How do I get my containerised azure function to scale down when not in use?

Samuel Bradshaw 30 Reputation points
2024-07-25T11:35:47.48+00:00

Hi,

I have a containerised function app that is failing to scale down when not in use, resulting in much higher than expected costs.

The scale rule settings for the container app are set to have min replicas as 0, and max replicas as 2: Screenshot 2024-07-25 at 12.01.18

However, it seems that the number of replicas is stuck at my maximum replica count of 2: Screenshot 2024-07-25 at 12.02.55

The app is triggered by a queue and I have only 1 scale rule which is the following:
Screenshot 2024-07-25 at 12.03.25

My understanding is that it should scale up to 2 replicas when the queue gets to 5 messages, but it should by default scale back down to 0 replicas when it has finished processing the messages. See the scaling behavior section here https://learn.microsoft.com/en-us/azure/container-apps/scale-app?pivots=azure-resource-manager#scale-behavior.

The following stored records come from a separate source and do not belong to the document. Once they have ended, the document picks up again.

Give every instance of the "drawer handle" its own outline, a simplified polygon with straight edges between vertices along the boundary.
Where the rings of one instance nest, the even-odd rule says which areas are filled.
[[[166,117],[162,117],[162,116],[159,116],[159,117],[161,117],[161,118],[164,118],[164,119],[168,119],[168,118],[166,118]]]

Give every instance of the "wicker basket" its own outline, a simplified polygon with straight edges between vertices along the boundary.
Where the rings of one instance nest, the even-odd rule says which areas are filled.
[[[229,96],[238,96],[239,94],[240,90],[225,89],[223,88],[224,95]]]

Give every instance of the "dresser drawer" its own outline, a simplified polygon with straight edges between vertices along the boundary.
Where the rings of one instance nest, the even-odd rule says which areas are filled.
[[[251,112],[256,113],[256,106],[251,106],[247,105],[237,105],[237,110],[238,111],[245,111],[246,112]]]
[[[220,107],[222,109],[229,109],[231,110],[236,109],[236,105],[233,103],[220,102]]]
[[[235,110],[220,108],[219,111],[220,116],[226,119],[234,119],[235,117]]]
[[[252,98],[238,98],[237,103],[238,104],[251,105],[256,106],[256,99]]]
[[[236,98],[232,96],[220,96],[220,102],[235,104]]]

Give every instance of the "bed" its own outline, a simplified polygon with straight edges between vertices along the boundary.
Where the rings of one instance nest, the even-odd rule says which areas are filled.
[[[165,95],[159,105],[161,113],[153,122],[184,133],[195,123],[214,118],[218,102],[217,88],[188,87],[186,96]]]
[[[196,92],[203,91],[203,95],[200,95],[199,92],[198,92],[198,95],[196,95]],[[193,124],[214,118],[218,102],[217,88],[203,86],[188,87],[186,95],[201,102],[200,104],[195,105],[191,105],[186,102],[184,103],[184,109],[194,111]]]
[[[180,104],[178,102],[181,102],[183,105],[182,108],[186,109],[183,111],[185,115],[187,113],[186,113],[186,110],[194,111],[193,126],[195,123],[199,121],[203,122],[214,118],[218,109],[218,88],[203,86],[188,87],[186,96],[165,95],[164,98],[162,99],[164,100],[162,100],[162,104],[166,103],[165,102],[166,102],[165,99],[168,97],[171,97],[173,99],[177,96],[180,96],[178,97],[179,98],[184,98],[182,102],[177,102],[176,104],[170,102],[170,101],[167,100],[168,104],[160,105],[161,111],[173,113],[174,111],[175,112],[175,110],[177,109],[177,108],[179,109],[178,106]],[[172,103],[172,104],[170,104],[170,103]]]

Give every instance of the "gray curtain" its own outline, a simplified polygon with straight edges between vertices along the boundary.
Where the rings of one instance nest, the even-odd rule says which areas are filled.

What do I need to do to make sure my container app scales down to 0 replicas when it is not being used? It is not clear from the docs how I can configure this.

My app is deployed using an ARM template that defines a managed container environment, a storage account containing a queue, and a function app (the container app resource in Azure is created automatically by this deployment). If It is helpful I can include the relevant parts of the ARM template below.

Azure Functions
Azure Functions
An Azure service that provides an event-driven serverless compute platform.
4,674 questions
Azure Container Apps
Azure Container Apps
An Azure service that provides a general-purpose, serverless container platform.
346 questions
{count} votes

1 answer

Sort by: Most helpful
  1. Samuel Bradshaw 30 Reputation points
    2024-07-26T11:27:52.56+00:00

    I think I have resolved the issue. The issue was related to the way that poison messages were handled.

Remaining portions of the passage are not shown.